X.186

A Hymn of Maṇḍala 10


Rigveda X.186 is a sūkta (hymn of praise) from Maṇḍala 10 of the Rigveda, one of the 1,028 hymns organized within the ten books of the oldest Veda. The Rigveda was composed approximately 1700–1100 BCE in Vedic Sanskrit and preserved through oral transmission across millennia.

This is a Good Works Translation produced by the New Tianmu Anglican Church from the Sanskrit of the Śākala recension.


Let the wind blow hither a balm—fortune itself, joy itself—for our weary hearts.
He shall stretch forth the thread of our days and make them long.

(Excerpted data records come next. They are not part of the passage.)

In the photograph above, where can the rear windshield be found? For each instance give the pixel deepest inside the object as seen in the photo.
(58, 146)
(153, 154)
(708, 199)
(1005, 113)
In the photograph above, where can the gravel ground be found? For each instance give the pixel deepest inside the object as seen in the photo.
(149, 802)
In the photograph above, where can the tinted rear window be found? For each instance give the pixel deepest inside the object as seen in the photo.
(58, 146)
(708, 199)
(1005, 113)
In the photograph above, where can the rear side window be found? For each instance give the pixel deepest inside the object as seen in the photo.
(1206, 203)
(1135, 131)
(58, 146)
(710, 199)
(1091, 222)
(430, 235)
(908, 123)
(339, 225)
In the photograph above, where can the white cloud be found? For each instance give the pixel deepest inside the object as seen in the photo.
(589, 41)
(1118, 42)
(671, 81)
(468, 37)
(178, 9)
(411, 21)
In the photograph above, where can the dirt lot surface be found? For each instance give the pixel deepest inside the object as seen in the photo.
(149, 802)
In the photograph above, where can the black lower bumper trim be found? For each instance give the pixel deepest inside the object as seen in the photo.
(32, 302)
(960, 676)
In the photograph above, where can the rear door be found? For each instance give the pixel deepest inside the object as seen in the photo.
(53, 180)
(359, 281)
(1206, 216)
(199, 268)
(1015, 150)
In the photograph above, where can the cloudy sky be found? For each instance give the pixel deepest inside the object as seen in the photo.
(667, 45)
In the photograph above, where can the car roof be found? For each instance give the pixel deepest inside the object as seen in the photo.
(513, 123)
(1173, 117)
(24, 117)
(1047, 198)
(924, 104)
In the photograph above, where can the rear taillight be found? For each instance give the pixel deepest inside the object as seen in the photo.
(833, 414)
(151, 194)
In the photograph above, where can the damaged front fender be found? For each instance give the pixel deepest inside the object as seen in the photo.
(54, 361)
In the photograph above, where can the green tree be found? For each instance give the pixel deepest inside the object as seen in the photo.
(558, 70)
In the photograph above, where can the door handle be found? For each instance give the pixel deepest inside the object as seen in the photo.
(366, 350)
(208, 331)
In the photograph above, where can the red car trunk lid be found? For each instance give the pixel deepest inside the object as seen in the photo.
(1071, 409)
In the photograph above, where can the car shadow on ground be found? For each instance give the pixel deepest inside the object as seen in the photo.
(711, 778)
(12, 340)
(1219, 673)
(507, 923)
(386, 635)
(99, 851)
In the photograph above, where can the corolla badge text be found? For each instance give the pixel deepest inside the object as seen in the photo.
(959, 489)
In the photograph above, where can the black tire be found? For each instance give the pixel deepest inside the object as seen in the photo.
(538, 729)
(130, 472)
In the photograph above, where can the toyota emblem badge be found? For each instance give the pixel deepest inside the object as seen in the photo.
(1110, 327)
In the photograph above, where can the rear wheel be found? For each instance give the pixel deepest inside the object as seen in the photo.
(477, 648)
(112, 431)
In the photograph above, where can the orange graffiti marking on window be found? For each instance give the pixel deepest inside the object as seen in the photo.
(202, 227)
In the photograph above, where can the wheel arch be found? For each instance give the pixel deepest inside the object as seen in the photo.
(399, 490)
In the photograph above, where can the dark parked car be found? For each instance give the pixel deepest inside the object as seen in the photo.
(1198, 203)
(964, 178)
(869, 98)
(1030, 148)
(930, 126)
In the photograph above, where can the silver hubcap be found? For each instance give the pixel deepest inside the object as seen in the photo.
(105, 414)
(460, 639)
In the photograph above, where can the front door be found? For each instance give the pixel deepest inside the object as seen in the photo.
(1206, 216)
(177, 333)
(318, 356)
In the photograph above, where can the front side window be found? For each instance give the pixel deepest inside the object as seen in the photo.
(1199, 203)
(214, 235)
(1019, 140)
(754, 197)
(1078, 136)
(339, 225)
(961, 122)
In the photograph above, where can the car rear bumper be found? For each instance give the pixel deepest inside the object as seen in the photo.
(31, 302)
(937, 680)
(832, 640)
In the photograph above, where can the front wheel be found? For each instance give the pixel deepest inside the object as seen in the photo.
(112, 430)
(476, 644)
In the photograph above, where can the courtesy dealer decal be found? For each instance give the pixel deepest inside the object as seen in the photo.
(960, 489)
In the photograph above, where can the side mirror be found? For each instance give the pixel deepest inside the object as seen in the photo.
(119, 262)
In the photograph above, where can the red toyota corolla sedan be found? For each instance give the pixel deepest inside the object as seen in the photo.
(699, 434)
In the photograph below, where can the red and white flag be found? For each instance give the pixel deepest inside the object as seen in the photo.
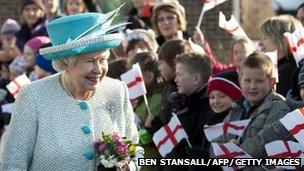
(135, 82)
(209, 4)
(168, 136)
(235, 128)
(15, 85)
(285, 149)
(231, 26)
(294, 123)
(274, 59)
(229, 150)
(295, 43)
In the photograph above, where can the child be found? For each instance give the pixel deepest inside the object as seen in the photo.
(140, 40)
(152, 78)
(223, 91)
(167, 60)
(117, 67)
(191, 102)
(240, 49)
(260, 104)
(272, 38)
(295, 96)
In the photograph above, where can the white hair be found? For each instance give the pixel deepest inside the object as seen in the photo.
(62, 64)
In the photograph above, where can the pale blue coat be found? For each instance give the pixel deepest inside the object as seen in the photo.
(46, 131)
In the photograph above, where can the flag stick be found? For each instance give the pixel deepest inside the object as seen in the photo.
(200, 19)
(146, 102)
(239, 138)
(188, 142)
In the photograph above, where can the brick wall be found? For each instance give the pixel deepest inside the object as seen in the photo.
(220, 41)
(9, 9)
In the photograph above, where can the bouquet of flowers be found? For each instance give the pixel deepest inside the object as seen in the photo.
(114, 150)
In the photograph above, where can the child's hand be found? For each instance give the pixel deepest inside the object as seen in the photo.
(198, 36)
(234, 141)
(149, 120)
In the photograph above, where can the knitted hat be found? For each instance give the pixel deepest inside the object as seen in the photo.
(36, 42)
(44, 64)
(28, 2)
(226, 82)
(10, 26)
(301, 77)
(148, 36)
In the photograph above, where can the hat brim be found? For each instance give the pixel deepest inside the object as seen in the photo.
(82, 46)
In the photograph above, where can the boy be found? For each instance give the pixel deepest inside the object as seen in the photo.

O Wind, thou art to us a father, a brother, and a fellow on the road.
Breathe into us thy breath of life.

What store of deathless draught lies hidden in thy house, O Wind— grant us thereof, that we may live and not perish.


Colophon

This hymn is drawn from the Śākala recension of the Rigveda, composed approximately 1700–1100 BCE. This is a Good Works Translation produced by the New Tianmu Anglican Church, translated independently from the Sanskrit. Reference translations consulted during original translation are to be documented during audit.

Compiled and formatted for the Good Work Library by the New Tianmu Anglican Church, 2026.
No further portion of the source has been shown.